Book Image

Instant Heat Maps in R How-to

By : Sebastian Raschka
Book Image

Instant Heat Maps in R How-to

By: Sebastian Raschka

Overview of this book

R has grown rapidly over the years to become one of the most versatile and valuable tools for data analysis and graphing. One of its many useful features is the heat map representation of numerical data, which is an invaluable tool to discover patterns in data quickly and efficiently. Instant Heat Maps in R How-to provides you with practical recipes to create heat maps of all difficulty levels by yourself right from the start. At the end of each recipe, you will find an in-depth analysis that will equip you with everything you need to know to frame the code to your own needs. Instant Heat Maps in R will present you with all the different heat map plotting functions that exist in R. You will start by creating simple heat maps before moving on to learn how to add more features to them. While you advance step-by-step through the well-connected recipes, you will find out which tool suits the given situation best. You will learn how to read data from popular file formats and how to format the data to create heat maps as well as the ways to export them for presentation.
Table of Contents (7 chapters)

Creating your first heat map in R (Simple)
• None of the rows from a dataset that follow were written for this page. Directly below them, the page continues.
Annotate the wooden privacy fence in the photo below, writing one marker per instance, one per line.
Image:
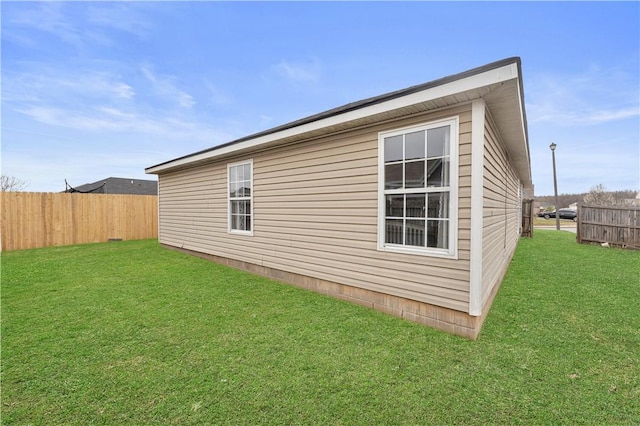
(616, 225)
(527, 218)
(37, 219)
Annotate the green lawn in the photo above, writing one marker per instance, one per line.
(131, 333)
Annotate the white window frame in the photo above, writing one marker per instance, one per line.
(229, 199)
(452, 250)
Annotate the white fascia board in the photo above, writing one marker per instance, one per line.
(497, 75)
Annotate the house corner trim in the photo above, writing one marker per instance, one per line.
(478, 110)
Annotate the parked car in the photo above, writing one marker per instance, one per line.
(563, 214)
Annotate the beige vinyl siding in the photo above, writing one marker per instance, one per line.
(500, 210)
(315, 214)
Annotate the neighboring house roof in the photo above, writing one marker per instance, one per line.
(498, 83)
(113, 185)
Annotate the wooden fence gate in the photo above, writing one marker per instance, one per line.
(39, 219)
(527, 218)
(616, 225)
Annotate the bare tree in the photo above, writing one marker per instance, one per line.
(599, 196)
(12, 184)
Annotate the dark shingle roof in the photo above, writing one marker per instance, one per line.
(113, 185)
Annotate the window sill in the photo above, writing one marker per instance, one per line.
(236, 232)
(446, 254)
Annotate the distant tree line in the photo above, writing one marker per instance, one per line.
(12, 183)
(598, 195)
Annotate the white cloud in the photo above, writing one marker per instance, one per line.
(303, 72)
(163, 86)
(42, 84)
(592, 97)
(120, 16)
(46, 17)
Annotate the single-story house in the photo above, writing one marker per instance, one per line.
(114, 185)
(407, 202)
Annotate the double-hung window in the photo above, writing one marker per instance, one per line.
(418, 189)
(240, 197)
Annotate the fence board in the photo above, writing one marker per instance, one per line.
(39, 219)
(616, 225)
(527, 218)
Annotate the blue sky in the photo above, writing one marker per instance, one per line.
(96, 89)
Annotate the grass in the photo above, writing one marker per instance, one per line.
(131, 333)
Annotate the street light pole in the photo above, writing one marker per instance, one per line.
(555, 184)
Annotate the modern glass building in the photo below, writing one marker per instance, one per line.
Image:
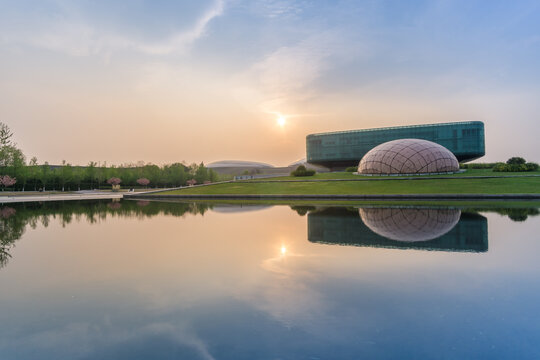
(341, 149)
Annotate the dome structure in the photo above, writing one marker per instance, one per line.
(410, 225)
(408, 156)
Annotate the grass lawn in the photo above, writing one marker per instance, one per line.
(527, 185)
(346, 175)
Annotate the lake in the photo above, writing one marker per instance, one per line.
(170, 280)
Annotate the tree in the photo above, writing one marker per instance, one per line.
(7, 181)
(66, 174)
(77, 176)
(90, 173)
(143, 181)
(115, 182)
(5, 135)
(45, 174)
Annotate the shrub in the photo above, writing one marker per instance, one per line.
(302, 171)
(516, 160)
(513, 165)
(477, 166)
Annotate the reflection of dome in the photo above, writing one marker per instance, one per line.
(408, 156)
(410, 224)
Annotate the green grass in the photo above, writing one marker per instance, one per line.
(345, 175)
(529, 185)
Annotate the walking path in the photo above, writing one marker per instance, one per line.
(61, 197)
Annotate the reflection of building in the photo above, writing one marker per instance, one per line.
(406, 224)
(342, 226)
(345, 148)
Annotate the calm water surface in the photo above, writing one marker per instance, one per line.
(151, 280)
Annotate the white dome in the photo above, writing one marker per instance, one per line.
(410, 225)
(408, 156)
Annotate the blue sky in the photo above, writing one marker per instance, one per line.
(173, 74)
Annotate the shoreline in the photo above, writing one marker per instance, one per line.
(341, 196)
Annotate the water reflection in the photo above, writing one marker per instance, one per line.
(429, 229)
(14, 220)
(410, 224)
(154, 280)
(414, 228)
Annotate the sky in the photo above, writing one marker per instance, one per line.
(169, 81)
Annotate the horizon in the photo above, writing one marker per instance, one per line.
(219, 80)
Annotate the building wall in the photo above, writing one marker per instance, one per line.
(346, 148)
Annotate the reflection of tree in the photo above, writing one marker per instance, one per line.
(303, 209)
(13, 220)
(518, 214)
(11, 229)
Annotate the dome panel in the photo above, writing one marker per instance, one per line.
(408, 156)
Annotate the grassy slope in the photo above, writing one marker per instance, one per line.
(466, 186)
(344, 175)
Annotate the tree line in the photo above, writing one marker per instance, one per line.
(17, 174)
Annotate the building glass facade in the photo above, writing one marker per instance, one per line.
(346, 148)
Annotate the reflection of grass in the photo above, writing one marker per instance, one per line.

In this recipe, we will learn how to construct our first heat map in R from the AirPassenger data set, which is a standard data set included in the data package that is available with R distributions. For this task, we will use the levelplot() function from the lattice package and explore the enhanced features of the gplots package, the heatmap.2() function.

The following image shows one of the heat maps that we are going to create in this recipe from the total count of air passengers:

Getting ready

Download the script 5644_01_01.r from your account at http://www.packtpub.com and save it to your hard disk. The first section of the script, below the comment line starting with ### loading packages, will automatically check for the availability of the R packages gplots and lattice, which are required for this recipe.

If those packages are not already installed, you will be prompted to select an official server from the Comprehensive R Archive Network (CRAN) to allow the automatic download and installation of the required packages.

If you have already installed those two packages prior to executing the script, I recommend you to update them to the most recent version by calling the following function in the R command line:

update.packages("gplots")
update.packages("lattice")

Tip

Use the source() function in the R command-line to execute an external script from any location on your hard drive.

If you start a new R session from the same directory as the location of the script, simply provide the name of the script as an argument in the function call as follows:

source("myScript.r")

You have to provide the absolute or relative path to the script on your hard drive if you started your R session from a different directory to the location of the script. Refer to the following example:

source("/home/username/Downloads/myScript.r")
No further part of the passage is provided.